Here is where facts and narratives collide because the second apron cripples team building. Minnesota would enter the 2025-26 season unable to combine players in a trade again, and they wouldn’t be able to sign buyouts or free agents above the minimum. The Wolves couldn’t take back any extra money in a trade or sign and trade a player. The league would freeze their first-round pick seven years into the future for the second straight season, meaning they wouldn’t be able to trade it under any circumstances.
However, the NBA doesn’t apply the full wrath of the second apron until a team is in it for three out of five seasons, and Minnesota would be in it for a second season. The increased penalties focus on all frozen picks seven years out getting moved to the end of the first round regardless of record, and that continues until a team isn’t in the second apron for three seasons.
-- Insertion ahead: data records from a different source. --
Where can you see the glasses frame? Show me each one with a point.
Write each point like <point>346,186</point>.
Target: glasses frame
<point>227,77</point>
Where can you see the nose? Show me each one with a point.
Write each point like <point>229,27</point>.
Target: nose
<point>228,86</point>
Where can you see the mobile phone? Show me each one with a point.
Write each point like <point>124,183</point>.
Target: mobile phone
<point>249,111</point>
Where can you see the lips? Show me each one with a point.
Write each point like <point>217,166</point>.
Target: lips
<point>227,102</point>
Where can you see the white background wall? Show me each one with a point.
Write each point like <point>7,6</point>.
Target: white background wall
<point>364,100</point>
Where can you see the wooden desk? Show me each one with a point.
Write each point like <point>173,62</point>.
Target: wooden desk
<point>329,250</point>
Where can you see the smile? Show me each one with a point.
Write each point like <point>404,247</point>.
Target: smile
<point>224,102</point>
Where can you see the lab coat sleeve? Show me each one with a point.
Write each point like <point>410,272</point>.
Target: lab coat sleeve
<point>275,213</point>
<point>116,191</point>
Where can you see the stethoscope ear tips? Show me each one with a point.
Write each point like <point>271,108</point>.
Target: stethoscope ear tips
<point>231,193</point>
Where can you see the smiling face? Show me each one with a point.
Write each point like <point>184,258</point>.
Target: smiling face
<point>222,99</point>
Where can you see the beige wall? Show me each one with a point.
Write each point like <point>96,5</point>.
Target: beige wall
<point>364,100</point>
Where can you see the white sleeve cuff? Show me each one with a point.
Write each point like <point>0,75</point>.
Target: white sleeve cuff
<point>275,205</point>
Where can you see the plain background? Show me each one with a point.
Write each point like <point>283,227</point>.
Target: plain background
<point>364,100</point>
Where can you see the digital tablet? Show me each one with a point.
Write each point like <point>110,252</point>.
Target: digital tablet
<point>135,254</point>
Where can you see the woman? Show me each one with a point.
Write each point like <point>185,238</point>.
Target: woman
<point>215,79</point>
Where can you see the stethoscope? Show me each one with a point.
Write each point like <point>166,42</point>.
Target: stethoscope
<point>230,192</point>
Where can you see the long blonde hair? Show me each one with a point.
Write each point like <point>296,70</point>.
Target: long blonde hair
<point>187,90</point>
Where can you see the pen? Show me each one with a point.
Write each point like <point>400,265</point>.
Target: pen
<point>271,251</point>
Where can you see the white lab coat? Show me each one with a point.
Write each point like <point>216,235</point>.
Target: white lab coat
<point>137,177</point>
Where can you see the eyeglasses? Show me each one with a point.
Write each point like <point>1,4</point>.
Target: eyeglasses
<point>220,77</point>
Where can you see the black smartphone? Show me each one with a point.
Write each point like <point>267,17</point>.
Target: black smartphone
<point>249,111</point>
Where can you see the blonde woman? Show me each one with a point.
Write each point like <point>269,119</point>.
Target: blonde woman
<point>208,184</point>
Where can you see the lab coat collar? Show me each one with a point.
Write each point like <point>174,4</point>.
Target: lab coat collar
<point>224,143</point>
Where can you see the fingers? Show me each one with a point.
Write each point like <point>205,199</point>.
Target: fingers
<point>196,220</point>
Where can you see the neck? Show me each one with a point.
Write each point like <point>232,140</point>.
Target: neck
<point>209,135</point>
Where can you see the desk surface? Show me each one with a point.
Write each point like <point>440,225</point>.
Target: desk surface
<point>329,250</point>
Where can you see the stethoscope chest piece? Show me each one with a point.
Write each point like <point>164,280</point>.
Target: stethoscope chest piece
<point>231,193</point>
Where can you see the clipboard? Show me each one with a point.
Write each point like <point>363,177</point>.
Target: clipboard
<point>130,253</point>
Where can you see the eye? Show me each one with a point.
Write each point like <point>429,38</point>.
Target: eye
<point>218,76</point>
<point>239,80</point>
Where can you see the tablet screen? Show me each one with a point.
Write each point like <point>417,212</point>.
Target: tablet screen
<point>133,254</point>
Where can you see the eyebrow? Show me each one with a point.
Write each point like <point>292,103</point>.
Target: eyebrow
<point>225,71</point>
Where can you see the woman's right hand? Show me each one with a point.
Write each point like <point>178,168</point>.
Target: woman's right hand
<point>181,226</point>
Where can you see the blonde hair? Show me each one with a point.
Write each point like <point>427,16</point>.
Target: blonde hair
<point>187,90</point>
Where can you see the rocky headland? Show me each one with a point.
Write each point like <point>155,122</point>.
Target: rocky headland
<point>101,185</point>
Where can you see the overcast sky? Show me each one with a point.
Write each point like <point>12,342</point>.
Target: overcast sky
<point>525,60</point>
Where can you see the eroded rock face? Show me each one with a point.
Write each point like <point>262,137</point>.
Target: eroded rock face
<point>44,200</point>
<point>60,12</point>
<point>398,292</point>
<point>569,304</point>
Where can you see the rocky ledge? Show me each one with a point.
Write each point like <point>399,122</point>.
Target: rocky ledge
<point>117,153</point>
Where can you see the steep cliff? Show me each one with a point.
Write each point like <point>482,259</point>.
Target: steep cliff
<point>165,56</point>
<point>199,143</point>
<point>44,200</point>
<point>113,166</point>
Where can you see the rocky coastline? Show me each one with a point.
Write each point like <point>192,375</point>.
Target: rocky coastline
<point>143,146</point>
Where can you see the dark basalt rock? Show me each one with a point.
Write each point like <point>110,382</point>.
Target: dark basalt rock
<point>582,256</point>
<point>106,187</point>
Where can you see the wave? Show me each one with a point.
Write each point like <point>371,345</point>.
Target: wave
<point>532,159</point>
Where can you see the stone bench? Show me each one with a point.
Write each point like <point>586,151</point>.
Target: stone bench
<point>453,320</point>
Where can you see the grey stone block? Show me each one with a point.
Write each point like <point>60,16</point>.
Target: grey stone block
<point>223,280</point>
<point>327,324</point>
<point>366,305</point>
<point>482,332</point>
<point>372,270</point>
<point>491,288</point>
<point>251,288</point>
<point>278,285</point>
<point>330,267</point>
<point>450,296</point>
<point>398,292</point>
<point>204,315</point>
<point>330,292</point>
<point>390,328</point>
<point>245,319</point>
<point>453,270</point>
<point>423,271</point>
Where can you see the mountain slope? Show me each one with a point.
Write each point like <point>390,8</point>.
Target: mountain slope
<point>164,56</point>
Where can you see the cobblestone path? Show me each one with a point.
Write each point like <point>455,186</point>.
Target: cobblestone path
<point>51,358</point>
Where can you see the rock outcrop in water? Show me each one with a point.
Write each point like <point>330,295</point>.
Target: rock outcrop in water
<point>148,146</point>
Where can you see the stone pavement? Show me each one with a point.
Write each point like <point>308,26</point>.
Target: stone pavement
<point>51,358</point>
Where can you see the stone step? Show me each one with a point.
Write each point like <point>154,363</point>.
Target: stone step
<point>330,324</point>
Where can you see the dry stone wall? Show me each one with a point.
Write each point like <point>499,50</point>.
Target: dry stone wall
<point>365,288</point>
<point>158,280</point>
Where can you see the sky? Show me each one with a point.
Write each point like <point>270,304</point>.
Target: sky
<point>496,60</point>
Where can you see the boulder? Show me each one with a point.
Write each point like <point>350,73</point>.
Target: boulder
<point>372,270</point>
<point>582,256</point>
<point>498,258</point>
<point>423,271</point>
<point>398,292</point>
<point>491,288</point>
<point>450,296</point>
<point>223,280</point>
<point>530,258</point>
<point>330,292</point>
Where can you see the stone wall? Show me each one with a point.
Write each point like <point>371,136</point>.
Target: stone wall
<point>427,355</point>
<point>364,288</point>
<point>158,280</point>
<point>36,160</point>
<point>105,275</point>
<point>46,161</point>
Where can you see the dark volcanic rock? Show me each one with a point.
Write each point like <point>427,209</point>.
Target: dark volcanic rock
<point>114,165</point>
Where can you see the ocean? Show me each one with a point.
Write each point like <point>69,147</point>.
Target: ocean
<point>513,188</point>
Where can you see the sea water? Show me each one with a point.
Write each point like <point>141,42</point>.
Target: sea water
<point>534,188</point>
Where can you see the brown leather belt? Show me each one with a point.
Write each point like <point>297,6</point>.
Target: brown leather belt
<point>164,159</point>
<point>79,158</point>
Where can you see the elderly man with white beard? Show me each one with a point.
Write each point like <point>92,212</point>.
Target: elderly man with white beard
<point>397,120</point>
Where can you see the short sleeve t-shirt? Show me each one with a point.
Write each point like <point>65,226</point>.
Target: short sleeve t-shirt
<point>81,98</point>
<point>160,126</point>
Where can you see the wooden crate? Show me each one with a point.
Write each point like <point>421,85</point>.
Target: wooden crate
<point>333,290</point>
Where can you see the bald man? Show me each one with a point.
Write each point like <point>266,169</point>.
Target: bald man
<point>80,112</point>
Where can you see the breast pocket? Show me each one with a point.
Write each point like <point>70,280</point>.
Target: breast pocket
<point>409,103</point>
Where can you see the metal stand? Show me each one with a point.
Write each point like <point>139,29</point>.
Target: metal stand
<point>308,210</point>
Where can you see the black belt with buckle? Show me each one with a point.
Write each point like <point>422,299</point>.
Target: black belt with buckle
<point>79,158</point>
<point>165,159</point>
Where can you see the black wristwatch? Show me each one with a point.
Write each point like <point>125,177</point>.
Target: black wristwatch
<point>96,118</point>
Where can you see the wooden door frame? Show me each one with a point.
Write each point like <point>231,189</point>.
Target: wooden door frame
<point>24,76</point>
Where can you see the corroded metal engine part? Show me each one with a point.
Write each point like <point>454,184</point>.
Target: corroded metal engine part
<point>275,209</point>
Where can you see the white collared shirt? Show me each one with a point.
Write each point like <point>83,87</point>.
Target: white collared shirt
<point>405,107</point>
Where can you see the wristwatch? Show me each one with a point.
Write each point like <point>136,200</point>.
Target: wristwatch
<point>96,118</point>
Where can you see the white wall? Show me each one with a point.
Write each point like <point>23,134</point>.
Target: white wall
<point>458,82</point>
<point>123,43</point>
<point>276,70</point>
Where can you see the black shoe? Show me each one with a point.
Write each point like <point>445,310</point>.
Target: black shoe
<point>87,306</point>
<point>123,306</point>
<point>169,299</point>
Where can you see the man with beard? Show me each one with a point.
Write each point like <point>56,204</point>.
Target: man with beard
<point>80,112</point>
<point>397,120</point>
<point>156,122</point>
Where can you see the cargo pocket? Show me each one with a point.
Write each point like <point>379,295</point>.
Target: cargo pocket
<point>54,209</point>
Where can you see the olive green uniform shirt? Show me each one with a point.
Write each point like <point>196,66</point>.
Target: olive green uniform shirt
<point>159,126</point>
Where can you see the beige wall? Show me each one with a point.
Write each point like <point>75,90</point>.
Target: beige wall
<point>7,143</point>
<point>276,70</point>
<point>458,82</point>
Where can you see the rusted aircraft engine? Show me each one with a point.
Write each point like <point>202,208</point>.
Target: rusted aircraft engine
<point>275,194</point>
It’s a nightmare scenario where the league freezes five consecutive years of draft picks, and they lose almost all value.
Looking at Minnesota in 2025-26, though. In the scenario where Randle opts in and figuratively keeps the band back together, the roster-building penalties likely wouldn’t have much effect. The Wolves would return with a remarkable level of depth. All five of their current starters, Donte DiVincenzo, Alexander-Walker, Reid, Terrence Shannon Jr, Rob Dillingham, and Jaylen Clark, the player they take with the Detroit pick, would round out their 12-man rotation. They won’t have much need to make a trade or add free agents.
Being in the second apron for two of four years would mean they couldn’t enter the apron again until 2029-30 to avoid the harshest penalties. Still, strategically, if the offseason plays out like I laid out above, the Wolves could safely slide back under the apron naturally. They have Mike Conley‘s expiring contract, the cap naturally rising yearly, and other long-term cap holds falling off. They could offer Randle a lucrative extension and still settle under the apron.
However, there’s a risk with this proposed off-season plan. The team Minnesota has constructed, even with expected improved play from Anthony Edwards, Reid, and McDaniels in 2025-26, isn’t enough to win a championship. The proposed plan is a massive gamble that they have enough in-house to make jumping into the second apron again worth it.
Likely, the remaining games of the season and how the Wolves play in the postseason will dictate if this is the route they take. And the Timberwolves can only take these paths if they opt in this summer.